For the first time since his death, an exhibition of fashion photographs from the 1960s and 1970s by the trailblazing photographer Gösta (Gus) Peterson will be presented.
One of the most innovative and progressive fashion photographers of the 20th century, Peterson (Swedish-American, 1923-2017) is known for breaking barriers and challenging conventional approaches to fashion photography of the time. His playful, graphically rigorous compositions were widely published in the editorial pages of Harper’s Bazaar, Mademoiselle, The New York Times, Elle, Marie-Claire, and British Harper's Bazaar, among many other major periodicals.
His work is characterized by bold, graphic compositions, improvisation and play, and special effects he devised, such as photographing with the shutter open while "drawing" on and around his subject with a strobe light. He approached high fashion with irreverence and an unconventional sense of humor while photographing clothes by the most influential designers of the late 20th century, including Pierre Cardin, Comme des Garçons, Fendi, Rudi Gernreich, Halston, Ralph Lauren, Pucci, Sonia Rykiel, and Yves Saint Laurent.
Peterson launched the careers of several famous Black models, including Naomi Sims and Barbara Summers. His photograph of Naomi Sims on the cover of the August 27, 1967 Fashions of the Times, the Sunday supplement to The New York Times, made fashion history for being the first cover of a major fashion magazine with mixed-race readership to feature an identifiably Black model. And Peterson photographed Twiggy for her first modeling assignment in New York, the pictures appearing in The New York Times Magazine of April 16, 1967.
Photographer Arthur Elgort, who assisted Peterson in 1968, told the art historian Martin Harrison, "He was great; improvisational, off-the-cuff." As Harrison explains in his book Appearances: Fashion Photography Since 1945, "Gösta Peterson preferred to come to a fashion sitting without any preconceptions...and while many successful young fashion photographers today appear to be indebted to the casual 'snapshot' element of his work, few apply it with his integrity."
With few exceptions, Peterson insisted on shooting real people with quirks and personality in place of trained fashion models, rejecting assignments from editors at Vogue who would not grant him that freedom.
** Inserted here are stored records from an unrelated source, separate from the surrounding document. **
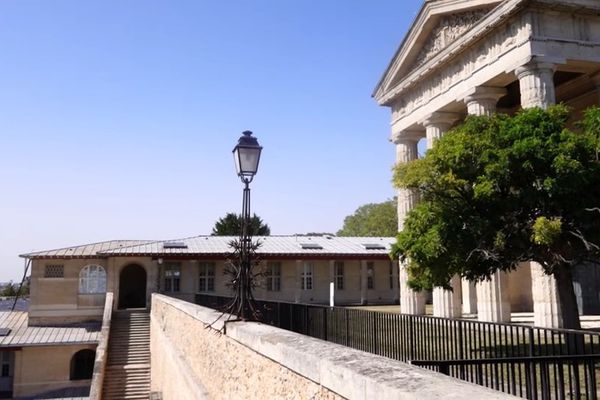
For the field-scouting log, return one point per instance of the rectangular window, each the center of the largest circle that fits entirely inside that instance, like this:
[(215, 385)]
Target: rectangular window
[(370, 275), (273, 276), (206, 282), (307, 274), (339, 275), (172, 276), (54, 271), (392, 274)]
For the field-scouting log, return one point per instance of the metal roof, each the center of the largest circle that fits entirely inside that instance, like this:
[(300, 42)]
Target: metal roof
[(270, 245), (90, 250), (21, 334), (205, 245)]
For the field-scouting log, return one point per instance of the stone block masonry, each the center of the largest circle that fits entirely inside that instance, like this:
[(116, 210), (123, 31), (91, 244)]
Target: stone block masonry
[(254, 361)]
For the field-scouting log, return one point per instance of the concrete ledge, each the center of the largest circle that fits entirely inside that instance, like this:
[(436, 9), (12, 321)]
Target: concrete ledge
[(343, 371), (353, 374)]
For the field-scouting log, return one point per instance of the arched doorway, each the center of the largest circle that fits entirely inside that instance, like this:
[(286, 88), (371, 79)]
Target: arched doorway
[(132, 287)]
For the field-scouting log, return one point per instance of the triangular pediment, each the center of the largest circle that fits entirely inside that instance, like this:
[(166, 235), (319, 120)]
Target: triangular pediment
[(439, 24)]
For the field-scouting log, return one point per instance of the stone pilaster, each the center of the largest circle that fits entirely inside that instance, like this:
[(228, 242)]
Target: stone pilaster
[(536, 80), (363, 282), (436, 124), (493, 302), (482, 100), (406, 150), (469, 297), (411, 302), (446, 303), (546, 306), (596, 79)]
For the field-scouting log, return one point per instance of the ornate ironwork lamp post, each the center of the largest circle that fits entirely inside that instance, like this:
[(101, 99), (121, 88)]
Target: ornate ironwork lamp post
[(246, 155)]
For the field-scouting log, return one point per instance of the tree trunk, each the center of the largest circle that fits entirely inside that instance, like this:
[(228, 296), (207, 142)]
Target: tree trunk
[(566, 296)]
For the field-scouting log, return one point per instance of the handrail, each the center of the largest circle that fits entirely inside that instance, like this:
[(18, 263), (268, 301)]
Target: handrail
[(102, 350)]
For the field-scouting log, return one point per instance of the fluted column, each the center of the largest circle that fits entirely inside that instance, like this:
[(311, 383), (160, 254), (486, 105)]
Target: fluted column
[(536, 80), (411, 301), (596, 80), (490, 299), (446, 303), (493, 302), (438, 123), (546, 305)]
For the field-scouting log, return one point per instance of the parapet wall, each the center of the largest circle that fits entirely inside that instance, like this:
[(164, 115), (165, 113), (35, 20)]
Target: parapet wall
[(254, 361)]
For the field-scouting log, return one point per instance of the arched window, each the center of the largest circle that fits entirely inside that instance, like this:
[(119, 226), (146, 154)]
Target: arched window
[(82, 365), (92, 279)]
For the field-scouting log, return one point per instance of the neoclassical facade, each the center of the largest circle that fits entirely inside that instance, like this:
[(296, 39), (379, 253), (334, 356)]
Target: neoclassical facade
[(477, 57)]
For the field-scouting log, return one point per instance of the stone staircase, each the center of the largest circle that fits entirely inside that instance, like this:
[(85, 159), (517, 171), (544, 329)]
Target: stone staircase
[(128, 366)]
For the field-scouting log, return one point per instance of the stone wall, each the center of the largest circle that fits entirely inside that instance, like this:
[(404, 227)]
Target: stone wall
[(191, 360)]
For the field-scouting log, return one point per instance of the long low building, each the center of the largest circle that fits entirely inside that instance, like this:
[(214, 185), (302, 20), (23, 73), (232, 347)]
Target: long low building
[(50, 348)]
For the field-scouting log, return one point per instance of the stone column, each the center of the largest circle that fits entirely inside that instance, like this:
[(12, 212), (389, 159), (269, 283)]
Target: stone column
[(446, 303), (411, 302), (363, 282), (493, 302), (395, 278), (596, 79), (436, 124), (537, 90), (489, 298), (546, 306), (469, 297), (298, 292), (536, 80)]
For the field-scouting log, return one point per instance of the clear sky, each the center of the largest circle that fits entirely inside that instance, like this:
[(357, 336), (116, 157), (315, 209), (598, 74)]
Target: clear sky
[(118, 118)]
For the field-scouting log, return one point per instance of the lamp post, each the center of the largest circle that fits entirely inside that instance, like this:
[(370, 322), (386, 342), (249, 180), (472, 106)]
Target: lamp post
[(246, 155)]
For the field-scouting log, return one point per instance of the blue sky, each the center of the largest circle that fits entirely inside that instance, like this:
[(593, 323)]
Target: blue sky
[(118, 117)]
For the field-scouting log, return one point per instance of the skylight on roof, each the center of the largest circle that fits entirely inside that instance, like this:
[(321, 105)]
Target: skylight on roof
[(174, 245), (311, 246), (373, 246)]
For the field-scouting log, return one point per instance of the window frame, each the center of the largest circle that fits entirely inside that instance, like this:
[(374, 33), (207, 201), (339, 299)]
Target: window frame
[(206, 276), (338, 274), (273, 276), (306, 276), (172, 277), (90, 282), (371, 275)]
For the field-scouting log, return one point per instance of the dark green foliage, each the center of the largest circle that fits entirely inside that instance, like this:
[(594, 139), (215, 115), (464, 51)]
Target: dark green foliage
[(501, 190), (231, 225), (374, 219)]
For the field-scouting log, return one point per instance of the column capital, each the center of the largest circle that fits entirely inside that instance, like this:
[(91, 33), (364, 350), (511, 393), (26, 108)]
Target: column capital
[(534, 67), (407, 137), (438, 118), (484, 93)]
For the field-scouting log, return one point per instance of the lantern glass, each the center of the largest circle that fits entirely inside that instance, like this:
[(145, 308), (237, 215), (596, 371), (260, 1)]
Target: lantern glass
[(246, 155)]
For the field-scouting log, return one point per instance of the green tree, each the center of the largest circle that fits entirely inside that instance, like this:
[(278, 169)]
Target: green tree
[(374, 219), (501, 190), (231, 225)]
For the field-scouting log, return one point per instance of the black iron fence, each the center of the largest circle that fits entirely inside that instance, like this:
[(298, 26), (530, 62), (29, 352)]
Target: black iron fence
[(531, 362)]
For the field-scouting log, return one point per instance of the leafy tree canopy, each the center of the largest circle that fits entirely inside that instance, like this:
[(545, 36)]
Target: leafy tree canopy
[(501, 190), (374, 219), (231, 225)]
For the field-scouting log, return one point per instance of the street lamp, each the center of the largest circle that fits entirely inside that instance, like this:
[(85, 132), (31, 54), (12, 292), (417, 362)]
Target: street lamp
[(246, 155)]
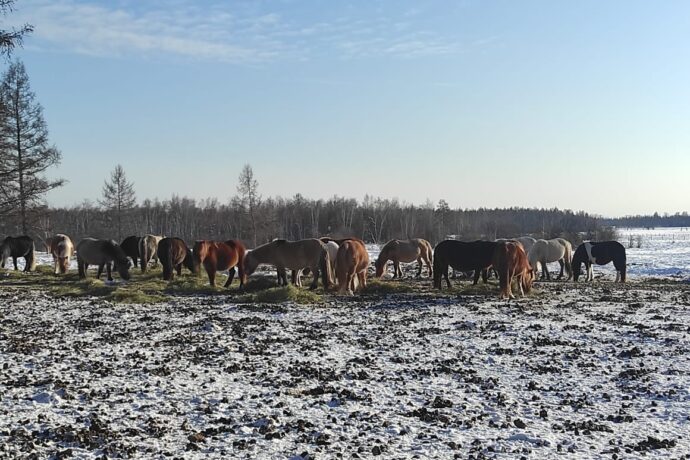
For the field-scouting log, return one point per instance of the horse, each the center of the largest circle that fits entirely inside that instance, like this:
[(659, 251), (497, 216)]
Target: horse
[(352, 262), (462, 256), (173, 253), (219, 256), (331, 247), (554, 250), (103, 253), (147, 250), (600, 253), (404, 251), (293, 255), (21, 246), (510, 261), (131, 247), (62, 250)]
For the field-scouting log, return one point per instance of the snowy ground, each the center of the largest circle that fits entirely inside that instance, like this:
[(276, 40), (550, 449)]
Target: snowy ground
[(575, 371)]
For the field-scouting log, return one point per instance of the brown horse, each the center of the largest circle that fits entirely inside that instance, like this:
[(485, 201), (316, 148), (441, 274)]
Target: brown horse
[(405, 251), (173, 253), (292, 255), (352, 262), (219, 256), (510, 261), (62, 250)]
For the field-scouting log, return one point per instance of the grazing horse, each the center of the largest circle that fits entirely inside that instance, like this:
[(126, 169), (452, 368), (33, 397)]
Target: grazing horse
[(600, 253), (554, 250), (462, 256), (352, 262), (332, 248), (173, 253), (21, 246), (62, 250), (292, 255), (404, 251), (148, 244), (220, 256), (131, 247), (510, 261), (103, 253)]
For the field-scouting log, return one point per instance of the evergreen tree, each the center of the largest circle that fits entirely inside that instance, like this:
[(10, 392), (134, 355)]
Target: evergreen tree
[(25, 153), (248, 189), (118, 197)]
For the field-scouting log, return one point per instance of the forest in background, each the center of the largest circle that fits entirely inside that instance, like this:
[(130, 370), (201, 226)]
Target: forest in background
[(375, 220)]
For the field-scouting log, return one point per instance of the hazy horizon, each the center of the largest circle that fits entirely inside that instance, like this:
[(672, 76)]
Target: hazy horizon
[(483, 104)]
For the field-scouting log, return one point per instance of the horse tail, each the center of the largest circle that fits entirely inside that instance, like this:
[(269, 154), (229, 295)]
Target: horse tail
[(325, 266), (438, 268), (31, 258), (166, 260), (241, 252), (143, 254), (569, 258)]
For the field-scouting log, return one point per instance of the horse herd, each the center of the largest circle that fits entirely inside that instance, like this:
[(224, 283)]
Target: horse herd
[(344, 261)]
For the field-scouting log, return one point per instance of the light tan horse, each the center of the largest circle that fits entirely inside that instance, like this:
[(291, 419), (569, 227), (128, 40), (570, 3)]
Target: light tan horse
[(510, 261), (405, 251), (351, 266), (292, 255), (148, 250), (554, 250), (62, 250)]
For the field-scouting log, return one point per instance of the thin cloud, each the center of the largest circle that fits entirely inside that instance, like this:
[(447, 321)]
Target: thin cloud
[(234, 33)]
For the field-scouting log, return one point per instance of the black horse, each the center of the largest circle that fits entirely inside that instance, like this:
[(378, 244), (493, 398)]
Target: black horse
[(131, 247), (600, 253), (462, 256), (21, 246), (104, 254), (173, 253)]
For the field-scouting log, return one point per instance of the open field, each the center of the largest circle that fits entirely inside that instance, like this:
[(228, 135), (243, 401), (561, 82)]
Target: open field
[(573, 371)]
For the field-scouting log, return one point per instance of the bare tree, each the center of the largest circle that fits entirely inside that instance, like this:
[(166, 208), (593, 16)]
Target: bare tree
[(10, 39), (24, 150), (248, 188), (118, 196)]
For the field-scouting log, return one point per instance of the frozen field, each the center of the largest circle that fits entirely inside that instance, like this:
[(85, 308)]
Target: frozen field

Peterson admitted to Harrison, "I was famous -- or notorious -- for finding girls who didn't look like fashion models." As he explained in a 1983 interview, “There’s nothing worse than an over-trained model who’s lost all sense of her body’s personality.”
Peterson thrived in the atmosphere of freedom prevalent in the 1960s and 1970s, when photographers and art directors were far more experimental. Roger Schoening, Art Director for Mademoiselle from 1961-1978, and for Vogue from 1979-1988, remarked, “I never send Gus out on a job that I don’t wonder what he’s going to come back with. Is he going to give me fashion pictures or a W.P.A. portfolio?...I can never get a simple fashion picture from him. It always looks like it belongs in an art gallery. There’s something – just little details, gestures, looks -- that creep in and divert you from the clothes.” Bea Feitler, the former Art Director for Harper’s Bazaar, Ms., and Rolling Stone declared in the 1960s, “The most interesting fashion pages now – the ones that say the most about our times – are Gösta Peterson’s for Mademoiselle.” Peterson frequently partnered with his wife, the legendary Patricia Peterson, fashion editor of The New York Times (1957-1977) and Vice President of the exclusive department store Henri Bendel (1977-1989). Their famous ads for Bendel’s appeared in The New York Times almost every Sunday from 1978 to 1986, and set new standards for creativity and innovation in the advertising industry. Gösta Peterson’s influence extended to his contemporaries in the field, including Diane Arbus, Duane Michals (who considered him “underrated”), and Bob Richardson; the jazz artist Charles Mingus; and the fashion and beauty entrepreneur and model Linda Rodin. Deborah Turbeville often credited Peterson as a mentor and for influencing her decision to become a photographer.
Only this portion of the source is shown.